Abstract

Introduction: Persons with hemophilia (PwH) A and B are known to have variable bleeding phenotypes and may have joint bleeding that is less clinically apparent. In recent years, musculoskeletal ultrasound (MSKUS) has become an established modality useful for evaluating joint status. Further, determination of individual bleeding phenotype can be challenging, but clinical tools including the International Society on Thrombosis and Haemostasis Bleeding Assessment Tool (ISTH-BAT), self-BAT, and the Beighton Hypermobility Score (BHS) have been developed. Methods: We hypothesize that presence and degree of joint disease, evaluated with MSKUS and physical assessment scoring, will correlate with severity of bleeding phenotype as characterized through clinical history, BAT assessment, and presence of joint hypermobility in PwH A and B. This will be accomplished through assessing baseline joint status and disease progression over time with MSKUS, as well as through use of the ISTH-BAT, self-BAT, and assessment of hypermobility with the BHS. Up to 100 individual subjects with severe, moderate, or mild hemophilia A or B will be enrolled and assessed at baseline and annually during the study period at our institution. Correlation of joint status with BHS and BAT scores will be analyzed with the generalized estimating equation (GEE) and other statistical methods. Results: Thus far, 15 male patients have been enrolled (Table 1). All moderate and severe hemophilia patients are on prophylactic therapies for bleed prevention, and 3 patients have history of inhibitors. Target joints were reported only in severe PwH. MSKUS measurements were completed using the JADE protocol1. Patient enrollment remains ongoing. Discussion: Knowledge pertaining to joint status and bleeding phenotype is PwH A and B is limited.
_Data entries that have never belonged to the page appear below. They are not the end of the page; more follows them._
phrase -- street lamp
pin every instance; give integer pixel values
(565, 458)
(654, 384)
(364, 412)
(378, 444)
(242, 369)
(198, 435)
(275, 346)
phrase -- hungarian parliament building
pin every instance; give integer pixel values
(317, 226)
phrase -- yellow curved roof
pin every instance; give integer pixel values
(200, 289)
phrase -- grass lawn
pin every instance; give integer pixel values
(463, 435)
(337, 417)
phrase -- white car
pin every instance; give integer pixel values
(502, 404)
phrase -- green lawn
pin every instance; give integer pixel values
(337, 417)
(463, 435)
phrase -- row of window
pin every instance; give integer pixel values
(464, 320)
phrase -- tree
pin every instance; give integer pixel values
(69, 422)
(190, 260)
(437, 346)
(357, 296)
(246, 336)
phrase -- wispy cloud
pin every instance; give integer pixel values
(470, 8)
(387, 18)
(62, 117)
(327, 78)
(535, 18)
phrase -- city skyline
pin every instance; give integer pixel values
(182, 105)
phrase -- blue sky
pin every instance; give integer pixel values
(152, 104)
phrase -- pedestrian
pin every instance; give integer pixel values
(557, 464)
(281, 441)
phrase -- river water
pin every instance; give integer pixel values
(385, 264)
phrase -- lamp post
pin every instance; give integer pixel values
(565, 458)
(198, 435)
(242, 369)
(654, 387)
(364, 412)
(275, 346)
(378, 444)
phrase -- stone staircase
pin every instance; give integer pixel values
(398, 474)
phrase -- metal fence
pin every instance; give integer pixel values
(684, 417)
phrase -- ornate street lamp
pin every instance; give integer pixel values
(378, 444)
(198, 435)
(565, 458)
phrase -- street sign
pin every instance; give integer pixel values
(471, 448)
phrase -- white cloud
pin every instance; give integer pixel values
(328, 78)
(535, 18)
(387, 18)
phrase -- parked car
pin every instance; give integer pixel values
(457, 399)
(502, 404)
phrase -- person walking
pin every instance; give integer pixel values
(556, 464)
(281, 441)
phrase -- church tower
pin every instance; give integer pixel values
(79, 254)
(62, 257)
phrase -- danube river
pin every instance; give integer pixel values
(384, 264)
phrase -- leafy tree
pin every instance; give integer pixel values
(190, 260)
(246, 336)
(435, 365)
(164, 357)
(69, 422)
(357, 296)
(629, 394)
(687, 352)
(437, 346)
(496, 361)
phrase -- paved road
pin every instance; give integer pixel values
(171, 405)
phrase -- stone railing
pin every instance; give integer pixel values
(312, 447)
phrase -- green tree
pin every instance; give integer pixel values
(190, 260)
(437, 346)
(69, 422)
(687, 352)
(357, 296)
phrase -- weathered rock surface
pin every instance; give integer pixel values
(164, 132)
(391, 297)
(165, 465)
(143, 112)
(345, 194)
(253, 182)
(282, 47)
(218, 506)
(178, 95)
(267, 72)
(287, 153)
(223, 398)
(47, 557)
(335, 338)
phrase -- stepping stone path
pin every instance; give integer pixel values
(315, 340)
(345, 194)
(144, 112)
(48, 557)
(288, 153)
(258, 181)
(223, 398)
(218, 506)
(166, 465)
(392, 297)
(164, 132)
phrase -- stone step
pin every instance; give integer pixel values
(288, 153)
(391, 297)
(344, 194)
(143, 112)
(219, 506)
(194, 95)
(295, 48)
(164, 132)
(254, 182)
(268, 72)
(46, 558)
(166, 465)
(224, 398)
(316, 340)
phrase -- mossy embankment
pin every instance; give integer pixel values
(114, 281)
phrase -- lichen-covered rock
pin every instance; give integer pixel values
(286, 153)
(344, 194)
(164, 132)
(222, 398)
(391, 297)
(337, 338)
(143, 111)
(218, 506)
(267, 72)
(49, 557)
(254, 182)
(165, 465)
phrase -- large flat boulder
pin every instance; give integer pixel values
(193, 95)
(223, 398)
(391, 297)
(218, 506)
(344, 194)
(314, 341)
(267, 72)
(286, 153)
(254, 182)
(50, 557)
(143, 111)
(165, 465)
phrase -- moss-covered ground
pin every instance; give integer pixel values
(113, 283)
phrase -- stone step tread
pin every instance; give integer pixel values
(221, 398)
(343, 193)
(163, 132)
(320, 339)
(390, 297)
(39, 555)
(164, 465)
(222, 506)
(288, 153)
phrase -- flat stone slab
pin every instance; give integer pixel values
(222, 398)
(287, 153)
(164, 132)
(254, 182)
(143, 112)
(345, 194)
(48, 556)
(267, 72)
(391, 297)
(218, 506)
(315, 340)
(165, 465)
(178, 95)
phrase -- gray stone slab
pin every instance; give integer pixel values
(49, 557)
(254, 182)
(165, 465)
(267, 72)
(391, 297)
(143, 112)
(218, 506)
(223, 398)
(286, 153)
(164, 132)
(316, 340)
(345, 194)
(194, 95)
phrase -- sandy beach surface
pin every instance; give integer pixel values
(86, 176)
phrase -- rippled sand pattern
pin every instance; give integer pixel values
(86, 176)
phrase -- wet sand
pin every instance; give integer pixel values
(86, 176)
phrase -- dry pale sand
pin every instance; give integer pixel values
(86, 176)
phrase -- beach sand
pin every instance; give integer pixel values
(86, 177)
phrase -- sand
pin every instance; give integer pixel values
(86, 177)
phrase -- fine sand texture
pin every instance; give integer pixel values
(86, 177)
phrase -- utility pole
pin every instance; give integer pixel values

This pilot study will assess the presence and degree of joint disease, evaluated with MSKUS and physical assessment scoring, and its correlation with severity of bleeding phenotype as characterized through clinical history, BAT assessment, and presence of joint hypermobility in PwH hemophilia A and B. The results will be used to justify a larger, multicenter study to expand understanding of joint status and bleeding phenotype in PwH.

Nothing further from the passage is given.